Me levanté de la cama y me tambaleé, casi cayéndome al suelo. Estaba muy débil, por lo que llegué a la conclusión de que Devin seguramente se estaba alimentando de mi energía. Las dos veces que había estado con él me había desmayado y había despertado debilitada; ahora incluso más que la mañana del día anterior. Así como los vampiros se alimentan de la sangre humana en las películas, ese demonio se estaba alimentando de mí, pero de mi energía, de mi fuente de vida, además de beber también un poco de mi sangre.
A duras penas logré llegar al baño. Hice pis y me cepillé los dientes. Mirándome al espejo me di cuenta que me veía aún peor que el día anterior. Creo que si un niño me viera, pensaría que estaba presenciando una aparición, o un zombi. Tal vez esa era la palabra más adecuada para describir mi mísero estado.
Me lavé la cara y decidí darme una buena ducha antes de bajar a la cocina. No quería que mis padres me vieran de esa forma. Me duché y vendé la herida que el demonio me había dejado que, a decir verdad, me ardía en gran manera, como si fuera una quemadura en vez de un corte. Creo que esa era la misma sensación que había sentido también en mi ombligo.

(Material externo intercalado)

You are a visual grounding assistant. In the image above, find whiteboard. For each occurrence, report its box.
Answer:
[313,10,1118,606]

Sorprendentemente, me sentí mucho mejor una vez que me había duchado. Hasta podía caminar con mayor facilidad, y logré disimular lo débil que estaba cuando bajé las escaleras hacia la cocina. Necesitaba desayunar algo para recuperar mis fuerzas.

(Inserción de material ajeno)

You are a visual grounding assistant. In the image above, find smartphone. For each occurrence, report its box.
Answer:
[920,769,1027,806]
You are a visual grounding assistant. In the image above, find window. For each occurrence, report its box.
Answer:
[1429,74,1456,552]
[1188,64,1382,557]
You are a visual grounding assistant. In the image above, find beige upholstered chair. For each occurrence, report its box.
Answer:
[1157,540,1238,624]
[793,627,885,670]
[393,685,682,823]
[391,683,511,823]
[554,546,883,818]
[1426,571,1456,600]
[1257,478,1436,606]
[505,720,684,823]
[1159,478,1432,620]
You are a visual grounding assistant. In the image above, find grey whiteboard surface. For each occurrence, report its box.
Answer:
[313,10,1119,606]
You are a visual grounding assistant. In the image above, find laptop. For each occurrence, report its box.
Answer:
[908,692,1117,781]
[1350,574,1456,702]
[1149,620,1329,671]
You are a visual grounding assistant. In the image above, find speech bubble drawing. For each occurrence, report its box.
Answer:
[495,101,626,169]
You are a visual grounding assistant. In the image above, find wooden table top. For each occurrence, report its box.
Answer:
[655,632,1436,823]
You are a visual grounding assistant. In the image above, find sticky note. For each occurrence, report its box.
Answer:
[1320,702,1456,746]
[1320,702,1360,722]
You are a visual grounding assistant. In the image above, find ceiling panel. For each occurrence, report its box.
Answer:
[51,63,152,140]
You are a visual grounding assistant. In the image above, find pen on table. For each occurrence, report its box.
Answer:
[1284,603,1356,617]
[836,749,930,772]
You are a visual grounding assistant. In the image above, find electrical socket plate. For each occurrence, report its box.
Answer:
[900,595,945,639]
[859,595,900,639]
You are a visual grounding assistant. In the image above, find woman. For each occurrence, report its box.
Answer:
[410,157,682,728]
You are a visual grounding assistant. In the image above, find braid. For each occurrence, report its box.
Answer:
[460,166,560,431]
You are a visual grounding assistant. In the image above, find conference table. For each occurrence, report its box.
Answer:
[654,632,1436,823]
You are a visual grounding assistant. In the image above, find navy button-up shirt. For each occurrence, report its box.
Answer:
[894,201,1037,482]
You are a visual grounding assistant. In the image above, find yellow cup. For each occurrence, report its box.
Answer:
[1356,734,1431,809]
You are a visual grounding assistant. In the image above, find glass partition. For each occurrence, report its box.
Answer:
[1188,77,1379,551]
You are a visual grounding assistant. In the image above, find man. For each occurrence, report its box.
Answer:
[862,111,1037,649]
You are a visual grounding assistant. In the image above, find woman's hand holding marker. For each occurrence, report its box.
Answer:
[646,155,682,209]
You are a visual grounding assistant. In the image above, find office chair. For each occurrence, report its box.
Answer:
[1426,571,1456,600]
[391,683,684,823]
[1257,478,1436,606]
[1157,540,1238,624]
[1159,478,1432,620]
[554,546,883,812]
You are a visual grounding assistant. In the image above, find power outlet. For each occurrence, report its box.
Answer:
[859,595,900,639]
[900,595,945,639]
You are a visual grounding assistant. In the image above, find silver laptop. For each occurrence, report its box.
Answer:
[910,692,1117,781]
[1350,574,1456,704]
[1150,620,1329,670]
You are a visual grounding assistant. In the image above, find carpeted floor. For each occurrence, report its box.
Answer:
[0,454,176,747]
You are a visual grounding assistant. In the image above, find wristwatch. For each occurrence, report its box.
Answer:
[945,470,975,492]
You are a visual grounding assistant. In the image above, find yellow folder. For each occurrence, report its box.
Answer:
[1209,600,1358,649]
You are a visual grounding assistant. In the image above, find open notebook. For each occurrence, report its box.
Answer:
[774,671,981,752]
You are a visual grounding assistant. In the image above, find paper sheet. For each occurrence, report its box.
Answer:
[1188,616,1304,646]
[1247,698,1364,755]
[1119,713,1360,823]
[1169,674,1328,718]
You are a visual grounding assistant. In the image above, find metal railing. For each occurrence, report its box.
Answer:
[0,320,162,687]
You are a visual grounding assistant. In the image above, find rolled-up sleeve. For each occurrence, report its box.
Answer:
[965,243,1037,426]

Timmy estaba sentado en la mesa, garabateando en un papel. Mi hermano tenía quince años y a veces podía ser realmente molesto, pero yo lo quería muchísimo y no dejaría que nada le sucediese. Él siempre había sido importante para mí y siempre había sentido el deber de protegerlo, como toda buena hermana mayor.
Timmy levantó la vista cuando me vio entrar a la cocina. No se lo veía muy contento conmigo, seguramente por el reto que mi madre le debía haber proferido la noche anterior.

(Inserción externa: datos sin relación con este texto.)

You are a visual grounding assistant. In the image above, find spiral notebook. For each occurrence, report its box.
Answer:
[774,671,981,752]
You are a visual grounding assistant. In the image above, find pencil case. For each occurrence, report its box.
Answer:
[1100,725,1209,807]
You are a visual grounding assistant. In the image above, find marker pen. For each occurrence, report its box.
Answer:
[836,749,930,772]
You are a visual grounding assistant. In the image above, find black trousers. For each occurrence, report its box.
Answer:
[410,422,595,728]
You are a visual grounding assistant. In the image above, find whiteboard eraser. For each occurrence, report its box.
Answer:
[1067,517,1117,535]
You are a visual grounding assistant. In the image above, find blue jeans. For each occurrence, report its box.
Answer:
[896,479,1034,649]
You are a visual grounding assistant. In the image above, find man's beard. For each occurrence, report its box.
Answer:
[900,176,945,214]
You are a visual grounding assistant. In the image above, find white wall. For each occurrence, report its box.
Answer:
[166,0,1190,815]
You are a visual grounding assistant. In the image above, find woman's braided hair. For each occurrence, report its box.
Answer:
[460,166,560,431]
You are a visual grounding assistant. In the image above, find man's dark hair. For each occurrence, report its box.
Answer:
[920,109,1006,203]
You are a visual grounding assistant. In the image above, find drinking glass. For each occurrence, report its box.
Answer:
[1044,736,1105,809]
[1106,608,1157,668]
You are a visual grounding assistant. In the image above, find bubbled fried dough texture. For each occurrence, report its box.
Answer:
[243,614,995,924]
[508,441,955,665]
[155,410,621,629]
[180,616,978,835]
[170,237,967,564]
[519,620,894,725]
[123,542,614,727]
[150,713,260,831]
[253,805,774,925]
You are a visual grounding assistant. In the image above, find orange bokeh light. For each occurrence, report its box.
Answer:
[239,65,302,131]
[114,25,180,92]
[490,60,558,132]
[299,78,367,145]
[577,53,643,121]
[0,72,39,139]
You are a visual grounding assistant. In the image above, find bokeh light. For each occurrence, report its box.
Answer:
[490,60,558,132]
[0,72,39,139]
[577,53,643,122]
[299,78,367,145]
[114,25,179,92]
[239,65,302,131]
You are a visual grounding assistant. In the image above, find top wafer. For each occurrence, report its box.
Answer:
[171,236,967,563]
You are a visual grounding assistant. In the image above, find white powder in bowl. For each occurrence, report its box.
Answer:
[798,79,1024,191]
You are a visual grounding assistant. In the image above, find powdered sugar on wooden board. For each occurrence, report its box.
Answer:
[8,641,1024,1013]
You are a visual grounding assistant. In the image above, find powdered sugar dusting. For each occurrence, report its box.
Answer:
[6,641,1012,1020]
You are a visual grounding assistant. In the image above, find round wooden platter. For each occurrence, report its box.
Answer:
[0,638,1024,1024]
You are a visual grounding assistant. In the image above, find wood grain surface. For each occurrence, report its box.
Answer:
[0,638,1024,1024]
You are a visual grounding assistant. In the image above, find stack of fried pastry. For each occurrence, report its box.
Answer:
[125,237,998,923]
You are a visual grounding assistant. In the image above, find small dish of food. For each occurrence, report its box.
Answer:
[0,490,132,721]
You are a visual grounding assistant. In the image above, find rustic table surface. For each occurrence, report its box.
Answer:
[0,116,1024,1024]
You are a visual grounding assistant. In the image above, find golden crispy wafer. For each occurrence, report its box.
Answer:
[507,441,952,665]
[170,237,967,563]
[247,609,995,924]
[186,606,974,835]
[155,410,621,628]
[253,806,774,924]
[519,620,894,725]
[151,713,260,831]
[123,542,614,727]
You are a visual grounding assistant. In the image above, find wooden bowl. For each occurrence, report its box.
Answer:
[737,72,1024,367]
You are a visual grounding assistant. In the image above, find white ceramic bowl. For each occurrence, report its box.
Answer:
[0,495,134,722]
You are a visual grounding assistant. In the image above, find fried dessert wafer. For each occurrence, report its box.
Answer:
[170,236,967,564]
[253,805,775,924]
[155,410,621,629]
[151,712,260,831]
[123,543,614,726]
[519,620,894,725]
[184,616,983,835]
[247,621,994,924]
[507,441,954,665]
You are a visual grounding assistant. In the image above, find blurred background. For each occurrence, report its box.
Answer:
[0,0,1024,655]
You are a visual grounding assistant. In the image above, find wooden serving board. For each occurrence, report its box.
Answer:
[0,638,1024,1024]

—Celeste —me dijo, mirándome de reojo—. Yo no escribí nada en tu espejo.
—Lo sé —le dije, mientras sacaba una caja de leche de la heladera.
—¿Entonces sabes quién lo ha hecho? ¿O lo has hecho tú misma para que mamá me rete a mí?
—¿Qué es lo que dices, Timmy? No, no lo he hecho yo, ni sé quién fue. Solo estoy segura que no lo hiciste tú.
—¿Cómo lo sabes entonces?
—No sé —le dije. No podía contarle que un demonio lo había hecho porque disfrutaba acosarme, entonces me quedé mirándolo por unos segundos, pensando qué decir—. Porque tú no me dirías que no lo hiciste si lo hubieras hecho… Al menos no de esa forma. —Timmy sacudió la cabeza.
—Sí, seguro. Como digas —me dijo con sarcasmo.
—¡En serio! —exclamé, mientras me servía leche en un vaso y me preparaba una rodaja de pan con mermelada—. No sabes mentir. Nunca lo has hecho bien.
Tenía razón, pero mi explicación no le resultó convincente a mi hermano, quien salió de la cocina y subió las escaleras para ir a su cuarto.
Desayuné lentamente, descubriendo que me molestaba un poco la garganta al tragar. Luego decidí que no perdería el tiempo e iría a la iglesia católica de mi barrio. Nunca me había gustado ir a ese lugar, pero de vez en cuando mis padres nos obligaban a ir, generalmente para viernes santo y navidad. El sacerdote de esa iglesia me caía bien, y era bastante atractivo a sus treinta y pico de años. Me parecía la mejor opción antes de tener que ir a una iglesia que estuviese más lejos, más que nada en el estado de debilidad en el que me encontraba.
Le dije a mi madre que me iba a la biblioteca a investigar un poco para un proyecto y salí de casa. Eran ya cerca de las diez de la mañana y el día estaba gris y oscuro, demasiado para mi gusto. Comencé a caminar rumbo a la iglesia, realmente esperanzada con que el sacerdote podría ayudarme. ¿Quién más si no? Mis piernas no tenían demasiada fuerza, por lo que debía caminar con lentitud, pero no demoraría más de unos cinco minutos en llegar a destino.